Finally, multiple linear regression was conducted in order to test the degree to which cerebral cortical and white matter correlates of ADHD psychopathology were related to ADHD PRS. Mean cortical thickness was calculated for the area of cortex that was significantly associated with ADHD symptomatology (p < 0.05, RFT cluster corrected). Similarly, mean FA was calculated for the portion of the white matter skeleton that was significantly associated with ADHD symptomatology (p < 0.05, TFCE corrected). The effects of sex, site, age, total brain volume, pubertal stage, and SES were controlled for in these regression analyses.
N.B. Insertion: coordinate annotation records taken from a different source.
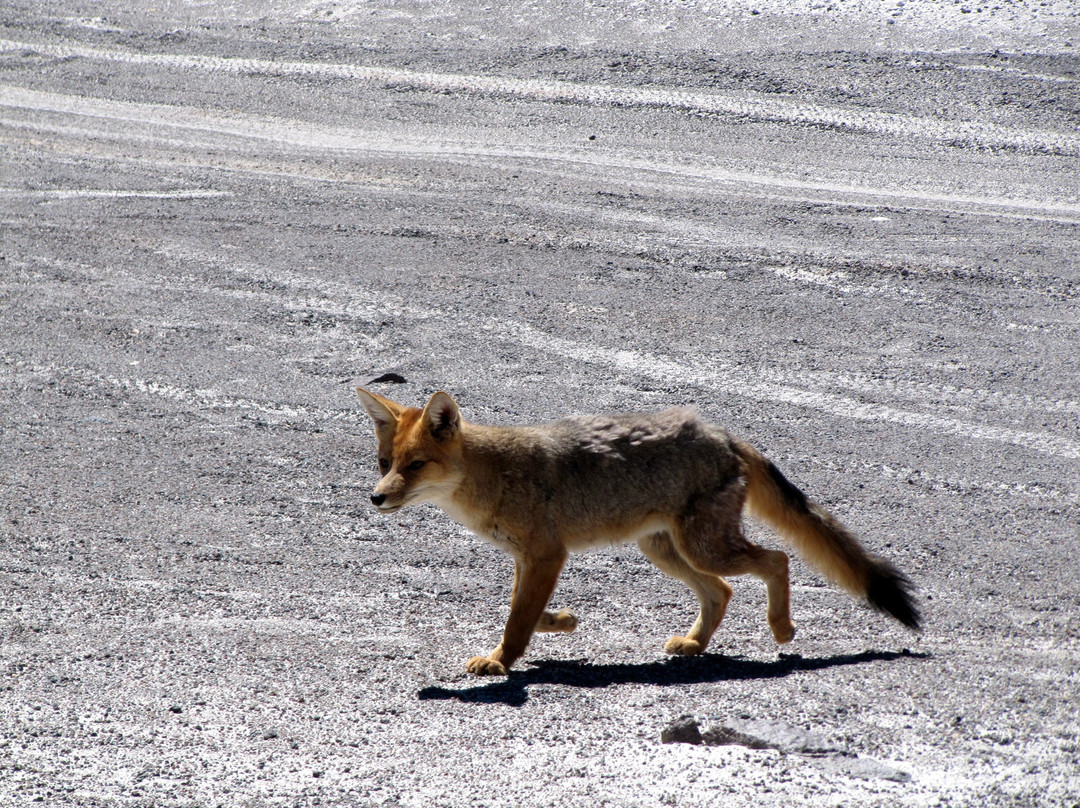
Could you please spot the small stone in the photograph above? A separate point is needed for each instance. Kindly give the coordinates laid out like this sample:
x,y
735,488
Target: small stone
x,y
682,730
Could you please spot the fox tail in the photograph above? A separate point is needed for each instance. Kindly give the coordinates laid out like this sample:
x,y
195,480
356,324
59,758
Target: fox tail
x,y
821,540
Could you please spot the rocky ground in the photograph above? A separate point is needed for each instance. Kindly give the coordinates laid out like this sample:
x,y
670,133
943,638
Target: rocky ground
x,y
846,230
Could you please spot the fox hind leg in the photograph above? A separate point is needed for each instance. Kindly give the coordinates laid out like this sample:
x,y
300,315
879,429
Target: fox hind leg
x,y
711,539
713,593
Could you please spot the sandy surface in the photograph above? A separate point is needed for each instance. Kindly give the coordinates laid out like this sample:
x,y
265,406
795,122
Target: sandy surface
x,y
846,230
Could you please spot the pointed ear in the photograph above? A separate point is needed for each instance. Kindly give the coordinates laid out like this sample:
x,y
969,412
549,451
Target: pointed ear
x,y
443,416
383,412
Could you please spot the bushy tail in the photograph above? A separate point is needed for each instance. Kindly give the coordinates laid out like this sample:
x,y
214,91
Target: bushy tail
x,y
823,541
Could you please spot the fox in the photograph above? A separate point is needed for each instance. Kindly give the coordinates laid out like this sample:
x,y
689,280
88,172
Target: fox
x,y
670,481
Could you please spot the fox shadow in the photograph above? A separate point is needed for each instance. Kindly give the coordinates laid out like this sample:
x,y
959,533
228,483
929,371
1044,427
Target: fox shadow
x,y
709,668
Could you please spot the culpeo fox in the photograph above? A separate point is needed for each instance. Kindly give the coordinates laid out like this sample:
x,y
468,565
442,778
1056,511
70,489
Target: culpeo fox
x,y
671,482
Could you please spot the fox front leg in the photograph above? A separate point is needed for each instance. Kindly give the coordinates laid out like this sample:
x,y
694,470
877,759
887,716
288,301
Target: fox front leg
x,y
534,582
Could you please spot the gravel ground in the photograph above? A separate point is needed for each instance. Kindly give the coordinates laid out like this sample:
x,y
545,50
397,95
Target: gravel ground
x,y
846,230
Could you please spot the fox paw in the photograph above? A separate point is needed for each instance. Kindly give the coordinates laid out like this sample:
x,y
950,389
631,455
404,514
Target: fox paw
x,y
684,646
485,667
783,632
564,621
It should be noted that, in the above analyses, IQ was not included as a covariate. This decision was based on the following: (1) that overall cognitive ability is significantly lower among individuals with ADHD relative to controls, and (2) evidence of IQ and ADHD being underpinned by overlapping genetic factors [26, 36–38]. As written by others, when a covariate is intrinsic to the condition being studied (e.g., IQ and ADHD), it is problematic to statistically “adjust” for differences in the covariate—potentially leading to spurious results [39, 40].
Results
Demographic measures
Demographic information for participants is summarized in Table 1.
Table 1.
Diffusion (n = 1471) | Cortical surface based (n = 1753) | |
---|---|---|
Age (in years), mean (SD) | 14.42 (0.42) | 14.43 (0.41) |
Sex (%) |
766 females (52.1%) 705 males (47.9%) |
905 females (51.6%) 848 males (48.4%) |
SES, mean (SD) | 18.00 (3.87) | 17.87 (3.91) |
Pubertal development score, mean (SD) | 2.91 (0.55) | 2.91 (0.56) |
H/I score on youth SDQ, mean (SD) | 3.90 (2.17) | 3.98 (2.16) |
H/I score on parent SDQ, mean (SD) | 2.89 (2.30) | 2.94 (2.27) |
DAWBA ADHD score, mean (SD) | 3.93 (5.84) | 3.94 (5.80) |
SES socioeconomic status, H/I Hyperactive/Inattentive scale, SDQ Strengths and Difficulties Questionnaire, DAWBA Development and Well-Being Assessment, ADHD attention-deficit/hyperactivity disorder
ADHD PRS and ADHD symptomatology
Correlation analysis revealed that ADHD composite score was significantly associated with ADHD PRS in participants with available cortical thickness data (r = 0.125, p < 0.001; N = 1597), as well as participants with available diffusion data (r = 0.137, p < 0.001; N = 1341). These associations remained significant when controlling for the effects of age, sex, site, total brain volume, SES, and pubertal stage.
Diffusion imaging
ADHD composite score was negatively associated with FA in numerous brain regions at p < 0.05, TFCE corrected, including portions of the CC, bilateral uncinate, inferior longitudinal, and superior longitudinal fasciculi (Fig. 1). The most statistically significant associations between FA and ADHD composite score (p < 0.01, TFCE corrected) were found in portions of the left inferior fronto-occipital, inferior longitudinal, and uncinate fasciculi (Supplementary Fig. 1). A similar pattern of results emerged when controlling for IQ (Supplementary Figs. 2 and 3), and self-reported anxious/depressed symptoms (using the Youth SDQ Emotion score). The association between ADHD composite score and FA was not significantly moderated by sex.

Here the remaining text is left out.